Dr Marion Mafham, co-lead investigator for the study, said ‘Previous trials suggest that semaglutide, and similar drugs, reduce the risk of heart attacks, strokes and other cardiovascular events in people with type 2 diabetes. However, these trials studied people who already had cardiovascular disease or were at high risk of developing it.

‘The exact mechanism for these protective effects is not fully understood, but semaglutide has been shown to lower blood pressure, reduce weight and lead to improved control of blood sugar. This means that taking semaglutide could also bring various long-term benefits, particularly in reducing complications caused by obesity, other health problems such as liver and kidney disease, and potentially dementia.
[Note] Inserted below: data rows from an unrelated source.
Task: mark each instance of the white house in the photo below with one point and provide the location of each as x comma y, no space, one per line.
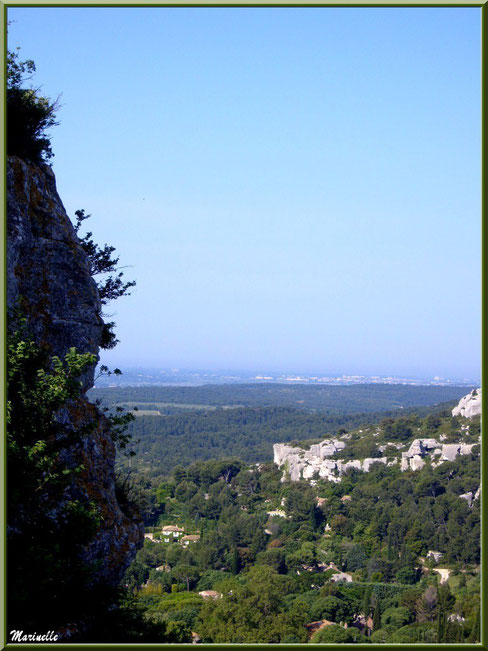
171,532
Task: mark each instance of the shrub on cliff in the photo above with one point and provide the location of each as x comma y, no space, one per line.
29,114
48,523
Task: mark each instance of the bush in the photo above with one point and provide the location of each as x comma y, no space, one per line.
29,114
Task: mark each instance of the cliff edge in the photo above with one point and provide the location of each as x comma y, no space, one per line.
50,286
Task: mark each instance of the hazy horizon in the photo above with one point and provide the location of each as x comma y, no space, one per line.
291,188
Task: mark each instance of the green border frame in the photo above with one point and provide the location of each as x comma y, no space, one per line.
483,5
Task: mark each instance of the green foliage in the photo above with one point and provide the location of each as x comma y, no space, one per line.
252,611
29,114
378,535
335,634
103,263
48,524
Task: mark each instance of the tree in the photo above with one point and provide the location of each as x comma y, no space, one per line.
29,114
336,634
49,522
112,285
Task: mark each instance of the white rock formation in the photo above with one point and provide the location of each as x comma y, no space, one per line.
470,405
303,464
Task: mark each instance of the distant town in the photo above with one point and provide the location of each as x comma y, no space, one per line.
188,377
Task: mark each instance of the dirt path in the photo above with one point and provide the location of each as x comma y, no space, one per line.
444,574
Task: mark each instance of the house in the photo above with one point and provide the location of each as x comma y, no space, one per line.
210,594
278,512
315,627
171,532
436,556
186,540
341,576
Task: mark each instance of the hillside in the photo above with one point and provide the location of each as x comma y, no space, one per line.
390,555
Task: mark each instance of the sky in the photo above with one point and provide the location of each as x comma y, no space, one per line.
293,189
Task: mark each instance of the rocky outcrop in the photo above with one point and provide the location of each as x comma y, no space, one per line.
414,457
315,462
469,406
48,276
49,283
299,463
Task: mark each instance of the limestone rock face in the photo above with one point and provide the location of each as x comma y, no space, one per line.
49,281
469,406
304,464
48,277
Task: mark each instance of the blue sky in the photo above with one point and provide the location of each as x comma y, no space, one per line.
293,189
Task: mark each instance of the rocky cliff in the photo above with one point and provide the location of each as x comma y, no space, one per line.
299,463
49,284
469,406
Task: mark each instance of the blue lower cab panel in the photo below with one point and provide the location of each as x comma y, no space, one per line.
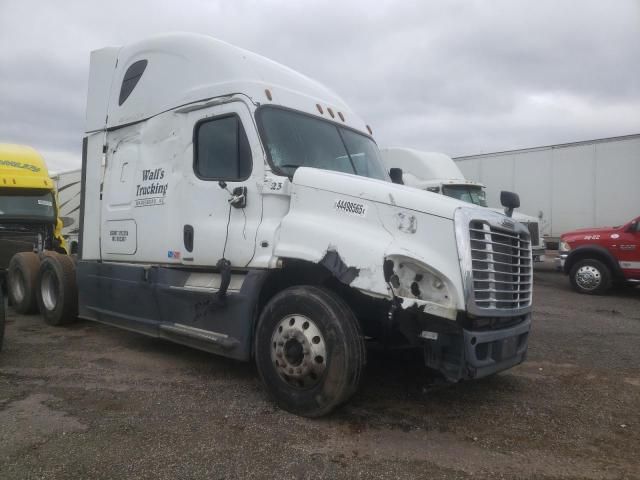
155,301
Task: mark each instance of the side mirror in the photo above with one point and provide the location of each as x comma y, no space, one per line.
509,201
396,175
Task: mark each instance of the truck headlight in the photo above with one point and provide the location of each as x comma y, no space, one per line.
412,280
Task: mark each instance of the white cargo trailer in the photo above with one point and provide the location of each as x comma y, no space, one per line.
568,186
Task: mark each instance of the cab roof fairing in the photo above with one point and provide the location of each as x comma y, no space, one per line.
185,68
428,167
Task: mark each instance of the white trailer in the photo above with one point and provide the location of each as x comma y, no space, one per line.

However, we need to test the treatment in a large-scale study to find out whether it will help a wide range of people with type 2 diabetes.’

The study will draw on the department’s established expertise in leading large, streamlined, ground-breaking trials. Rather than seeing participants in person, the treatment with oral semaglutide or a placebo will be sent to them by post. Information on side effects will be collected remotely every six months, using online questionnaires, telephone surveys and video chats.

Associate Professor David Preiss, co-lead investigator, said ‘We know that needing to travel to trial sites can be a barrier to participating in clinical trials for some people. Using postal, phone and online services will allow people from across the UK to participate. It will enable us to include those living in remote areas and those who would find travel difficult, whilst making sure that participants have a variety of ways to keep in touch with us.’

People with type 2 diabetes who may be eligible for the study will be sent an invitation letter and information leaflet and will be asked to contact the coordinating centre if they are interested in taking part. The trial will begin enrolling participants in 2022. Participants will be asked to take the treatment with oral semaglutide or placebo for about five years.

Dr Elizabeth Robertson, Director of Research at Diabetes UK, said ‘Cardiovascular disease is a serious complication of diabetes, and with over 590 heart attacks and over 770 strokes related to diabetes each week in the UK, it’s crucial we find new ways to help people reduce their risk of these complications.’ 

‘Lifestyle changes such as eating healthily, stopping smoking, and keeping active can help people with type 2 diabetes to reduce their risk of complications, but these can be difficult to achieve and what works for some people may not work for others. We hope this large-scale trial will uncover whether taking semaglutide could help reduce the risk of heart complications in a wide range of people living with type 2 diabetes, helping more people to live well with the condition.’